Le mouvement d'opposition à la hausse des droits de scolarité a rapidement dépassé l'enjeu initial du départ pour devenir un autre terrain de bataille pour le vieil affrontement idéologique entre la droite et la gauche.
Les organisations étudiantes et certains de ses alliés ont souvent affirmé que la hausse des droits s'inscrivait dans une logique de marchandisation de l'enseignement universitaire, un terme qui est revenu très souvent dans ces semaines de boycottage des cours.
Cela ne se vérifie certainement pas dans les chiffres. Avec les hausses, la contribution des étudiants au financement des universités passera de 12,7% à 16,9% su total. Le changement est trop modeste pour qu'on puisse y voir une bascule vers une logique marchande. Car le financement de nos universités restera très largement public.
Le terme de marchandisation sert aussi à stigmatiser l'argumentaire du gouvernement Charest qui consiste à dire que les étudiants retirent d'importants bénéfices de leurs propres études et qu'il est donc normal qu'ils en assument une partie du coût. Un raisonnement où l'on présenterait l'éducation comme un service qui doit se payer plutôt que comme un service public et un bien collectif socialement utile.

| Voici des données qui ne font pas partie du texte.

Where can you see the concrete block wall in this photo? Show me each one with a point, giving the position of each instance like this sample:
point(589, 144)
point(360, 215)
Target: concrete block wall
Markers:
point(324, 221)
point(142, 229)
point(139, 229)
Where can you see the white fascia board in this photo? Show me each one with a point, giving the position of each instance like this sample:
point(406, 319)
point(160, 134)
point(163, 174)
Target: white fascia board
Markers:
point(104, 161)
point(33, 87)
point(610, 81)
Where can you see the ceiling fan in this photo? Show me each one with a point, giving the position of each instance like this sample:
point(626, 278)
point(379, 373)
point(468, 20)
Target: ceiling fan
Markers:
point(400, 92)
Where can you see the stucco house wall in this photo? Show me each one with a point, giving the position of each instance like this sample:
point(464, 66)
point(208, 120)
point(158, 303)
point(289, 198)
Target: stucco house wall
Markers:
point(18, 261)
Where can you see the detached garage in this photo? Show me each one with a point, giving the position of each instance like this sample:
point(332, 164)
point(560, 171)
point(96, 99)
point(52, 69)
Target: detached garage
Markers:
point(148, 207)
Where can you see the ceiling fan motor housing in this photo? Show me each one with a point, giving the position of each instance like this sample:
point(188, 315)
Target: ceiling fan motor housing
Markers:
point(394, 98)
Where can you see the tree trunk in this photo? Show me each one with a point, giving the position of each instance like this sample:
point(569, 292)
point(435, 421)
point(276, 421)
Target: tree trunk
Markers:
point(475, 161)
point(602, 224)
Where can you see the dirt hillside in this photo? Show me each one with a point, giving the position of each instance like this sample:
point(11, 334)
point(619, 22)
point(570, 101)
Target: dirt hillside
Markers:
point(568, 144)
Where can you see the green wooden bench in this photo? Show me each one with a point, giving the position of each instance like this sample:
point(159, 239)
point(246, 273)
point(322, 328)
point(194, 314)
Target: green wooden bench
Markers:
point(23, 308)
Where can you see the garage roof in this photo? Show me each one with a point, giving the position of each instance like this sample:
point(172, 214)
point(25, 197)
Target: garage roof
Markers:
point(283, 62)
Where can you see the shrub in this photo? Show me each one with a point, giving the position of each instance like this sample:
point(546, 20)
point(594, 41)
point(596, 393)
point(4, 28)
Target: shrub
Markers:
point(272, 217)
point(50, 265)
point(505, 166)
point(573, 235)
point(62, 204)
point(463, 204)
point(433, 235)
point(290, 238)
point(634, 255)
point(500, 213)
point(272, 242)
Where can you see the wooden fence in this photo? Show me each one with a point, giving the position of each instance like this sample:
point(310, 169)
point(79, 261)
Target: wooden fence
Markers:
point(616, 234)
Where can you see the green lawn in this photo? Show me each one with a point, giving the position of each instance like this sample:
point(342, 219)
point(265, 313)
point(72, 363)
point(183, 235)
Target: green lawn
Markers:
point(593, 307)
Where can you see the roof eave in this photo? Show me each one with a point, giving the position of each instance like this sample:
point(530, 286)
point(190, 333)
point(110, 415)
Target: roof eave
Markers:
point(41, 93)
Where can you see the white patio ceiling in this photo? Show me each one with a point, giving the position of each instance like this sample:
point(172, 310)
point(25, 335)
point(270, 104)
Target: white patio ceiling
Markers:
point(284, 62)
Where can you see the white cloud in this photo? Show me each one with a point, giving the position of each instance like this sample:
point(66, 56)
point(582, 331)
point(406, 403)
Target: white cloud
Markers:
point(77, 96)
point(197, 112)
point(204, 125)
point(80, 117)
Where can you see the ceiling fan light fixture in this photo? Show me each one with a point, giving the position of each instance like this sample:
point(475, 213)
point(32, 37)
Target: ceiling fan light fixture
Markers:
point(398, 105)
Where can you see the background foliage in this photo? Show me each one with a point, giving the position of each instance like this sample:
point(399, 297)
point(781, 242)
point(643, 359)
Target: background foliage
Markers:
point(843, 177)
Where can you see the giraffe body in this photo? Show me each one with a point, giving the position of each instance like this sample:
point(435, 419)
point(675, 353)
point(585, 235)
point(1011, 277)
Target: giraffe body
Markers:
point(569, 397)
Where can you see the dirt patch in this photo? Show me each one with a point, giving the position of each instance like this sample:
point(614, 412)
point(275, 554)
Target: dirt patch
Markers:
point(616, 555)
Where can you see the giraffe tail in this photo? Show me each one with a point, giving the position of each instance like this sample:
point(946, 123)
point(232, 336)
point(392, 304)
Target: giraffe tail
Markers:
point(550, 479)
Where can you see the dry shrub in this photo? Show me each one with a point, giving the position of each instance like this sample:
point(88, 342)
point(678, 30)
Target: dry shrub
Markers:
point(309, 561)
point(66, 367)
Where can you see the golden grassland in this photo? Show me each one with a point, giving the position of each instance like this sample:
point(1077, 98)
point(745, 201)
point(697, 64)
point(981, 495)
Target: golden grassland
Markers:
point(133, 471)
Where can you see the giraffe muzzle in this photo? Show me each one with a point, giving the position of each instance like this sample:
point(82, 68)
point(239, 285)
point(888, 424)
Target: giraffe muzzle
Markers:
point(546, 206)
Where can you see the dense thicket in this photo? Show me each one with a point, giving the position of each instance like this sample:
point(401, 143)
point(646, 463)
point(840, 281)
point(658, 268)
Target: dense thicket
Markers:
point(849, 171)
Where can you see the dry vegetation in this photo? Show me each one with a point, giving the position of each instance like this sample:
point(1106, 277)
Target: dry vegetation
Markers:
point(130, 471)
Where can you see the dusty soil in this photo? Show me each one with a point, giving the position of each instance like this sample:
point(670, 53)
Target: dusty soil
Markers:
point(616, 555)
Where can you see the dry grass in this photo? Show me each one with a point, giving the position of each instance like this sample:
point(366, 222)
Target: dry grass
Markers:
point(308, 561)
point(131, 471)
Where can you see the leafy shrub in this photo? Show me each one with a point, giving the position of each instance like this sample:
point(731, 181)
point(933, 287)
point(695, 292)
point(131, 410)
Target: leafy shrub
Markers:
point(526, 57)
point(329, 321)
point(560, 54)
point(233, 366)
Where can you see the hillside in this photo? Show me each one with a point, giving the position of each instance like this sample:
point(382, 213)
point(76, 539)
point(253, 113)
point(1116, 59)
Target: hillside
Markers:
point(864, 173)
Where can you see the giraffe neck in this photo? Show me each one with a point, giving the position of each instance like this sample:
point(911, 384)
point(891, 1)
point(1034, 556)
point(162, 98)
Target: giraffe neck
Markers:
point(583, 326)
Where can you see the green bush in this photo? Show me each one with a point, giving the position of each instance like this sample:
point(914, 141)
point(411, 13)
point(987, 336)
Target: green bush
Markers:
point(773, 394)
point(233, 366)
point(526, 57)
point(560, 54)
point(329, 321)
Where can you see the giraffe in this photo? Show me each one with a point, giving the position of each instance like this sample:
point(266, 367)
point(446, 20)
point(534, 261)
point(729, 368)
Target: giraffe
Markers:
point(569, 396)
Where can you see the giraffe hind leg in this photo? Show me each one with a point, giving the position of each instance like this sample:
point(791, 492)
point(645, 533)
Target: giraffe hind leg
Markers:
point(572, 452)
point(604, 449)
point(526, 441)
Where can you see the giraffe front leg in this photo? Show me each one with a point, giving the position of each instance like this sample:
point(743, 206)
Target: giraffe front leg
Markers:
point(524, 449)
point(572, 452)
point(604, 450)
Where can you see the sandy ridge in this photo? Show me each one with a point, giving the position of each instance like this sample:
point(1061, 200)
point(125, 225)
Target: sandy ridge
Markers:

Mon réflexe, c'est de me demander si on est capables, au Québec, dans nos débats collectifs, de marcher et de mâcher de la gomme en même temps.
C'est une évidence que l'éducation est un bien public. L'ensemble de la société profite du fait qu'une proportion croissante de sa jeunesse étudie à l'université et obtienne des diplômes universitaires. C'est si important qu'il est souhaitable que l'État consacre des sommes croissantes dans son réseau universitaire. J'ai écrit des tonnes de chroniques et des chapitres entiers de livres là-dessus.
Si l'éducation supérieure est un bien public, c'est parce qu'elle enrichit la société, tant au plan économique que social. Nous avons besoin de spécialistes et d'intellectuels. Nous avons besoin de recherche. Nous savons que l'éducation est le plus puissant outil pour lutter contre la pauvreté, qu'elle a un effet positif sur la vie démocratique.
Mais le fait que l'université comble clairement des besoins collectifs n'exclut pas qu'elle profite individuellement à ceux et celles qui la fréquentent, parce qu'ils auront de meilleurs emplois et de meilleurs salaires. En ce sens, il n'est pas illogique que son financement soit à la fois collectif et individuel. C'est ce que nous faisons en santé, où une portion des dépenses est payée directement par les citoyens. Ou encore avec les CPE à 7$ par jour.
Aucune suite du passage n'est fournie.